This is what King Cyrus of Persia says: The LORD God of heaven has given me all the kingdoms of the world. And he has ordered me to build a temple for him in Jerusalem (which is in Judah). May God be with all of you who are his people. You may go to Jerusalem (which is in Judah) and build a temple for the LORD God of Israel. He is the God who is in Jerusalem. All who choose to remain behind, wherever they may be living, should provide the people who are leaving with silver, gold, supplies, livestock, and freewill offerings to be used in God’s temple in Jerusalem. (Ezra 1:2-4)

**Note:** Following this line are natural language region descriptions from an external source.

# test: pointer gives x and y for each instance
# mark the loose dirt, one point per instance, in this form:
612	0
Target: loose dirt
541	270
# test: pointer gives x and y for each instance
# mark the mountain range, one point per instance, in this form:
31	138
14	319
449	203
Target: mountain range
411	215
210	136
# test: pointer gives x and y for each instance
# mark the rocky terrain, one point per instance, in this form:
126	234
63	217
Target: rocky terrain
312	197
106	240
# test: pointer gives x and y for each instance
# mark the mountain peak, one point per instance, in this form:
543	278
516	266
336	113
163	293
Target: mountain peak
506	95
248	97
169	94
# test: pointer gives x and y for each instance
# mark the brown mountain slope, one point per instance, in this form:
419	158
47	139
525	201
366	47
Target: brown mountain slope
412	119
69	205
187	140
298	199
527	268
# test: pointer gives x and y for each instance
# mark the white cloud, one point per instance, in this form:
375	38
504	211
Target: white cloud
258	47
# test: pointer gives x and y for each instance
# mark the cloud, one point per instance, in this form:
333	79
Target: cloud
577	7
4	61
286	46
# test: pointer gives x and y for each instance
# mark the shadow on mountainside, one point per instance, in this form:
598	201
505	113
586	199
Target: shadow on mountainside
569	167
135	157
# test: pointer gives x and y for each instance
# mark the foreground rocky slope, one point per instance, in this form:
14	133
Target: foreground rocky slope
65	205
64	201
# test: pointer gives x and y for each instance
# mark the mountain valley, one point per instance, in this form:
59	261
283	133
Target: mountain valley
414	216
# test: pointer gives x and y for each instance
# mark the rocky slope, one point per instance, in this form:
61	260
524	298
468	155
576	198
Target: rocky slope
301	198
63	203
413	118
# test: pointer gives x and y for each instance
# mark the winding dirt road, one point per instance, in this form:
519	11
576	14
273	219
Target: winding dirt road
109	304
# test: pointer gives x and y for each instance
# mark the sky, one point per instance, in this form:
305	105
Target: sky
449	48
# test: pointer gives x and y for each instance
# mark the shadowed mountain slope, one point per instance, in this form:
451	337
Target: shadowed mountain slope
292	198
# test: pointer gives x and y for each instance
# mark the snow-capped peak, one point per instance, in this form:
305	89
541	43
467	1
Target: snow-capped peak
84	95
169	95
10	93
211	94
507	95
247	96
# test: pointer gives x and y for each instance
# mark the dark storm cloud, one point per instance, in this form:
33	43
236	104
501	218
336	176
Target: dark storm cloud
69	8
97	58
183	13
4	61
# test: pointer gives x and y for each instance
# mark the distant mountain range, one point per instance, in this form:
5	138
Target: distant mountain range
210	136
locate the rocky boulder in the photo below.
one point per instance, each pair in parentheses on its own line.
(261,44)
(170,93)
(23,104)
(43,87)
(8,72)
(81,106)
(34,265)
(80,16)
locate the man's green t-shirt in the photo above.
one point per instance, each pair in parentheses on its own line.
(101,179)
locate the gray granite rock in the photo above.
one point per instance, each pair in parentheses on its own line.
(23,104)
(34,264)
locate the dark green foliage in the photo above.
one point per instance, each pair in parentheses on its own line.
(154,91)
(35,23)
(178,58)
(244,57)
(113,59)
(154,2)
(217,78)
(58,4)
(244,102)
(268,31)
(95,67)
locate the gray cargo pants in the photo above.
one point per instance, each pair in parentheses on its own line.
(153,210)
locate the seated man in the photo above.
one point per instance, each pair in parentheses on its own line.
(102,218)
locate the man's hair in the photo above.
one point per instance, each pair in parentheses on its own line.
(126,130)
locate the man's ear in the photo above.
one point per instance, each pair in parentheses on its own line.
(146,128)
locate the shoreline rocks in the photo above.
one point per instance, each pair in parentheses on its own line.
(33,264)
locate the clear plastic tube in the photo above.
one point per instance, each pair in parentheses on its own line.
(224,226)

King Cyrus was on top of the world. From mountainous Persia he ruled a vast empire; he was secure enough to allow the Jews to return to their homeland. In doing so he was God’s instrument, doing his will.
But Cyrus had other choices to make, too. A man named Artembares had an idea: that the Persians abandon their mountainous homeland and settle in a richer part of their new empire, probably what is now Iraq. Cyrus told them that Artembares and his friends could do what they wanted, but that he wasn’t going anywhere: “’Soft countries,’ he said, ‘breed soft men. It is not the property of any one soil to produce fine fruits and good soldiers too.’ The Persians had to admit that this was true and that Cyrus was wiser than they; so they left him, and chose rather to live in a rugged land and rule than to cultivate rich plains and be subject to others.” (Herodotus, The Histories)
The Jews returned to their land and began to rebuild their temple. Cyrus’ descendants would rule from their rugged land for another two hundred years. And Cyrus’ decision still works: one reason why the U.S. attacked Iraq and not Iran (Persia) was because of the rugged terrain from whence Cyrus came.
We always want the “easy way” out, and our lives to always be smooth sailing. But rugged terrain—physically and in life—can build character and endurance in a way that nothing else can. Jesus Christ won us freedom on an old rugged cross: don’t throw it away for easy street!